Procura homens com uma cultura mais bela? Nesse caso, também terá de admitir, quando se procuram paisagens belas, algumas vistas e perspetivas são limitadas. Certamente também existem homens panorâmicos, que realmente são, como paisagens panorâmicas, sóbrias e impressionantes: mas belas, não.5
Francisco Vidal não é panorâmico. Não. É de dentro. Vai ao dentro das coisas, retira a essência de tudo em gestos simples que depois cobre de motivos e cor, respeitando a imanência dos suportes e as suas peculiaridades. Também anda por lá o ready made e as apropriações do que é do quotidiano e que passa a integrar o objeto artístico. A escolha das obras que integram OFICINA TROPICAL também pretendeu evidenciar a multiplicidade de possibilidades que o artista explora, sobretudo ao nível do suporte. OFICINA TROPICAL é, assim, o princípio do sonho comum (do artista e do nosso) de uma crença profunda numa arte que é peculiar mas universal, que não tem fronteiras nem raças, que é ou não é. OFICINA TROPICAL, a partir do atelier em Oeiras, é a pintura e o desenho de Francisco Vidal nas profundezas do nosso cubo branco feito galeria, que se cobre do belo, que é verdade e que acredita no bem. Francisco Vidal é da nossa tribo dos utópicos e é essa utopia tribal, tropical e oficinal que afirmamos agora, aos gritos, em pujança e sem perder fulgor.
Helena Mendes Pereira
curadora da zet gallery
1 ROMÁN, Juan Carlos – Los 100 problemas del arte contemporáneo. Murcia: CENDEAC, 2016. Páginas 83 e 84.
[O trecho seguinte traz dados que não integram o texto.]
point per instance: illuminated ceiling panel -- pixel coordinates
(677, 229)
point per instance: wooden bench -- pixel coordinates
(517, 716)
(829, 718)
² GABRIEL, Markus – El Poder del Arte. Santiago do Chile: Editorial Roneo, 2019. Páginas 63 e 64.
³ SMITH, Terry –¿Qué es el arte contemporâneo? Buenos Aires: Siglo Veintiuno Editores, 2012. Página 279.
4 BRETON, André – O Amor Louco. Lisboa: Antígona, 2019. Página 170.
5 NIETZSCHE, Friedrich – Ilusión y verdade del arte. Madrid: Casimiro libros, 2013. Página 47.